Some Good News: FCC's Wheeler Claims FCC Will Preempt State Laws Blocking Broadband Competition

from the now-make-it-so dept

We’re still fairly skeptical about FCC boss Tom Wheeler’s claims that (1) his new open internet rules will actually protect net neutrality or (2) he’s ready to go even further if they fail. However, in his latest attempt to claim that he’s really a defender of an open internet (at a cable lobbying event, of all things), Wheeler also said that he’ll have the FCC preempt state laws blocking municipal broadband competition. If true, this actually could be a big deal. The big broadband players have fought hard against municipal broadband for years, pushing bills in many states. It’s so obvious that these bills are written by the broadband players, that some politicians don’t even hide it.

However, since the Supreme Court said that it was okay to ban muni broadband a decade ago, broadband lobbyists have had a field day, passing such bans in 20 states. For years, we’ve been arguing that the threat against net neutrality is a symptom, not the real problem. It’s a symptom of the lack of competition. And one way to attack the competition problem is via municipal broadband. Yes, some muni broadband projects have failed, but many have been quite successful — and opening up the possibility of competition tends to do amazing things in making the incumbents actually sit up and realize that they need to do a better job.

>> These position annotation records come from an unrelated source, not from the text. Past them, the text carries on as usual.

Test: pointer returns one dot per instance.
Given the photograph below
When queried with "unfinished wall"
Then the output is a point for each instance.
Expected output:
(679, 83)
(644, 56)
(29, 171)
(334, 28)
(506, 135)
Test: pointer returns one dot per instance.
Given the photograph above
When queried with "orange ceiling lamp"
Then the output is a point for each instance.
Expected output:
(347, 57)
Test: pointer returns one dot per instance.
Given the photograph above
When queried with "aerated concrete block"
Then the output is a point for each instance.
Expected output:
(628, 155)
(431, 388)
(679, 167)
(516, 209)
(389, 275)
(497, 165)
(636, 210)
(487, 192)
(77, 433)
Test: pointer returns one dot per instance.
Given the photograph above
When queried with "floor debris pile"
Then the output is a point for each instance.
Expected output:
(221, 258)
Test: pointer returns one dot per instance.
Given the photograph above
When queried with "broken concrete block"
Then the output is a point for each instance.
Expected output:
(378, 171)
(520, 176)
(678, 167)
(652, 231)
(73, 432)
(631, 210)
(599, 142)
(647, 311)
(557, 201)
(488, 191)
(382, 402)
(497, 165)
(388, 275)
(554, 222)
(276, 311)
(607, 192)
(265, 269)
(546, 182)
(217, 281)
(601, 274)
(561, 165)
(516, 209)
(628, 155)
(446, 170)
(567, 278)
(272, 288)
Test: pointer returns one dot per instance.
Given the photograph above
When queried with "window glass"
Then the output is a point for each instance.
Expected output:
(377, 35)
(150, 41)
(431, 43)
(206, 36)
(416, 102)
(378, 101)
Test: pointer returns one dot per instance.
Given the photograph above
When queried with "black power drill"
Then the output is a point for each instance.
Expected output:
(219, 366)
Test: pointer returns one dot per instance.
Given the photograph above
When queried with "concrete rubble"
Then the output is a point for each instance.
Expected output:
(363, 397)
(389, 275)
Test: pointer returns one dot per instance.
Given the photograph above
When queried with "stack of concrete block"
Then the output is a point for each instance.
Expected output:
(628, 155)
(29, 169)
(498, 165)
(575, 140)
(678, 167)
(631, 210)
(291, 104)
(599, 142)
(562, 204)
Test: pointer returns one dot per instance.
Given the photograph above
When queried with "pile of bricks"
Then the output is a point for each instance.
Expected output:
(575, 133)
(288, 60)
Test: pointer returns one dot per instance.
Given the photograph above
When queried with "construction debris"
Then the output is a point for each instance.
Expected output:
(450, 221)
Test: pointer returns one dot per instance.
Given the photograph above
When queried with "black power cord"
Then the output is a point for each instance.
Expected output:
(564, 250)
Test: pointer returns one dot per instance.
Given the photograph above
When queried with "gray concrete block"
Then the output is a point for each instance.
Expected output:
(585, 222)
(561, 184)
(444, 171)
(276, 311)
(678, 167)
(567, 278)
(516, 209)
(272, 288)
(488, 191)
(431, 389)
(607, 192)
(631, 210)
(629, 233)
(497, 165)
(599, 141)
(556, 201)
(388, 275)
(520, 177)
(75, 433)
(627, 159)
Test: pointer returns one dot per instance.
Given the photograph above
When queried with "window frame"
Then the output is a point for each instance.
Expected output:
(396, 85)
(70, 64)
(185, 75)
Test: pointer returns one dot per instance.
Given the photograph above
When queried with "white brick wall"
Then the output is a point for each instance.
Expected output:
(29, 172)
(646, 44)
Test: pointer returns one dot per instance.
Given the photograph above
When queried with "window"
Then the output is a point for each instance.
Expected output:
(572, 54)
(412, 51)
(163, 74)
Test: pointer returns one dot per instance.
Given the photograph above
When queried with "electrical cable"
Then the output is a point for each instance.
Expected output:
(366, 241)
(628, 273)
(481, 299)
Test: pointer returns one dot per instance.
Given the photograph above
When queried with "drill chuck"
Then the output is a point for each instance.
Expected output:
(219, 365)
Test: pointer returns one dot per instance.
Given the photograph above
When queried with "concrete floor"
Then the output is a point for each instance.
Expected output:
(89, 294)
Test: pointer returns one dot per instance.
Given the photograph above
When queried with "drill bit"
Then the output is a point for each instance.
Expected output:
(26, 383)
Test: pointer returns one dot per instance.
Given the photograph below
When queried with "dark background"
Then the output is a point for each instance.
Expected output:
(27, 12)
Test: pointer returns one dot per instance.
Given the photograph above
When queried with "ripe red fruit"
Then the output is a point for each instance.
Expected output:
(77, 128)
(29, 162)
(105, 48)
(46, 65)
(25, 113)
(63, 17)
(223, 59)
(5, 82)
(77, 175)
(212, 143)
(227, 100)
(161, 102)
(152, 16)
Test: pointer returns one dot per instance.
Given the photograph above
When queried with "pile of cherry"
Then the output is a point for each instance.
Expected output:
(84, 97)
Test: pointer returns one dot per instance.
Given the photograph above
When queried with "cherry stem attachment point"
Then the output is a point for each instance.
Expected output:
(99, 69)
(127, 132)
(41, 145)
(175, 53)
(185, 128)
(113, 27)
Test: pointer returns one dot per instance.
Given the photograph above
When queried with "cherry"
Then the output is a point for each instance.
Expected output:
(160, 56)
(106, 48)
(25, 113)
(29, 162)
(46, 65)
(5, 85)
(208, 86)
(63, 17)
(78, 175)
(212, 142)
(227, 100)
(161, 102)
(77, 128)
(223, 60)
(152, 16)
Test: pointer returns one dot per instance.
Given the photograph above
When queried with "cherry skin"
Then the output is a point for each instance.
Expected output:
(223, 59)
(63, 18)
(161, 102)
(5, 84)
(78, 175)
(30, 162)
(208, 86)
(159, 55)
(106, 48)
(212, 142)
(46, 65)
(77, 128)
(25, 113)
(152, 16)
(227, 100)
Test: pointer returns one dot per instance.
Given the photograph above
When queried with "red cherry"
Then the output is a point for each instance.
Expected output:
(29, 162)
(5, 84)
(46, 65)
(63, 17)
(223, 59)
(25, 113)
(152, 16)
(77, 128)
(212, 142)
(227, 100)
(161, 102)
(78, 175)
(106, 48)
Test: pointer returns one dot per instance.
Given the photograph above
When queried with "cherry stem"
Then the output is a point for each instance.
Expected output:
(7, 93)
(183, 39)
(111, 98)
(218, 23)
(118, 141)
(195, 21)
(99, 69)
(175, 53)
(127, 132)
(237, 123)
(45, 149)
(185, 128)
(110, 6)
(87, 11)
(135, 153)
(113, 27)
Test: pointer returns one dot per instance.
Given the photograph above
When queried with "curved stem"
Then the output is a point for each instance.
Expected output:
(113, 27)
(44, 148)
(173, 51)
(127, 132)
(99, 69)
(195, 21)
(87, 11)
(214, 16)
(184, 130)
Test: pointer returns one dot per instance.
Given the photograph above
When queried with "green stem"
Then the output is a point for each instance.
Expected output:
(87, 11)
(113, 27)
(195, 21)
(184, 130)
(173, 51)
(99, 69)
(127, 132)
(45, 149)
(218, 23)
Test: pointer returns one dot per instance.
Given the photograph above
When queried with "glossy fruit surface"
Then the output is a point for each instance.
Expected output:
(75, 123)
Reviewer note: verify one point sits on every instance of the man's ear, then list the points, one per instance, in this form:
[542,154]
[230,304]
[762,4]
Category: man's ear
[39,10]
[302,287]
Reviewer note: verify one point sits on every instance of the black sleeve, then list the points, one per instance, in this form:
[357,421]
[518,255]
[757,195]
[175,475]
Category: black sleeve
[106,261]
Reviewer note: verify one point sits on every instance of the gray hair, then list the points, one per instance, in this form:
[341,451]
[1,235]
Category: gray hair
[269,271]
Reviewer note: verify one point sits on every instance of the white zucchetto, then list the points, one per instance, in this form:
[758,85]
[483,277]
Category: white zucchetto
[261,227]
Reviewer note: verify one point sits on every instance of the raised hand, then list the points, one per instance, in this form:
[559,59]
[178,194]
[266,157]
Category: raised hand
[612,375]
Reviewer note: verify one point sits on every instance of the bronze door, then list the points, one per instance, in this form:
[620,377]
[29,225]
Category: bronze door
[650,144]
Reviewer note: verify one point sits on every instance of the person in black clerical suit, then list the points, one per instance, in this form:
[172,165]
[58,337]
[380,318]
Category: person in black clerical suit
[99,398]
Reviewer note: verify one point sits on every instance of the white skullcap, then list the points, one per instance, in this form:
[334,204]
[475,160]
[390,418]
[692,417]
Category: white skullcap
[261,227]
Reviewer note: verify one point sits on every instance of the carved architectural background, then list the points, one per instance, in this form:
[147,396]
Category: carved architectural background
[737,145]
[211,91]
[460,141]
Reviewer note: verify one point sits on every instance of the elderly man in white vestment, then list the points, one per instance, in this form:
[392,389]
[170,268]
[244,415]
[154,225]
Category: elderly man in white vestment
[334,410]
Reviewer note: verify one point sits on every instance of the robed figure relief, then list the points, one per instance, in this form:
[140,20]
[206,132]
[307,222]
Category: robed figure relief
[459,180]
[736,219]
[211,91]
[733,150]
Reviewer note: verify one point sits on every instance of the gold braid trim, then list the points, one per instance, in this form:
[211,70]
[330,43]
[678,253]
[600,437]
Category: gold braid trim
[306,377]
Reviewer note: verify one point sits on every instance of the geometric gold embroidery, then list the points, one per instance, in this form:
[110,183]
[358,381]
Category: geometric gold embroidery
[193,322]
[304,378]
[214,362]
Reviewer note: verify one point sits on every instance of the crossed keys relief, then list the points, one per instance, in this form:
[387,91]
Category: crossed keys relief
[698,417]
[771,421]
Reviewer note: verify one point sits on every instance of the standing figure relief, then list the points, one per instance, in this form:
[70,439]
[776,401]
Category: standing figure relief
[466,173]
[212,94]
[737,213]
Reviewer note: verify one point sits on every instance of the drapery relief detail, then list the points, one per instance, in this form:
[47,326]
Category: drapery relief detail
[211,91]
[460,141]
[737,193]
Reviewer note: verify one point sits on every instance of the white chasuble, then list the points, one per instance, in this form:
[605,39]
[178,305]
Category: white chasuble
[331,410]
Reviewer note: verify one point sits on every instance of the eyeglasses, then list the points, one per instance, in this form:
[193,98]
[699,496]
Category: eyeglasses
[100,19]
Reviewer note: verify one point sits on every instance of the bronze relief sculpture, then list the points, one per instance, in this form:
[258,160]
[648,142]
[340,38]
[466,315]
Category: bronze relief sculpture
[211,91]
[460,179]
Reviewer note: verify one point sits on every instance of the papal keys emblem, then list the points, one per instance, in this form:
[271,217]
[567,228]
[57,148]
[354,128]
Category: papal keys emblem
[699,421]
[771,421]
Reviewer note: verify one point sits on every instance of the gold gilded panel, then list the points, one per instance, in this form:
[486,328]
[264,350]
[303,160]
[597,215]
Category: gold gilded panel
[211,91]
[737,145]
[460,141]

Given all that, it is a fairly big deal to see Wheeler flat out say that he’s going to knock down those muni broadband bans:

[F]or many parts of the communications sector, there hasn’t been as much competition as consumers and innovation deserve. Given the high fixed costs and consequent scale economies, this isn’t especially surprising. But that makes it all the more important that we knock down public and private barriers to competition and avoid erecting new ones. It is equally important that we encourage competition wherever it is possible.

One place where it may be possible is municipally owned or authorized broadband systems. I understand that the experience with community broadband is mixed, that there have been both successes and failures. But if municipal governments—the same ones that granted cable franchises—want to pursue it, they shouldn’t be inhibited by state laws. I have said before, that I believe the FCC has the power—and I intend to exercise that power—to preempt state laws that ban competition from community broadband.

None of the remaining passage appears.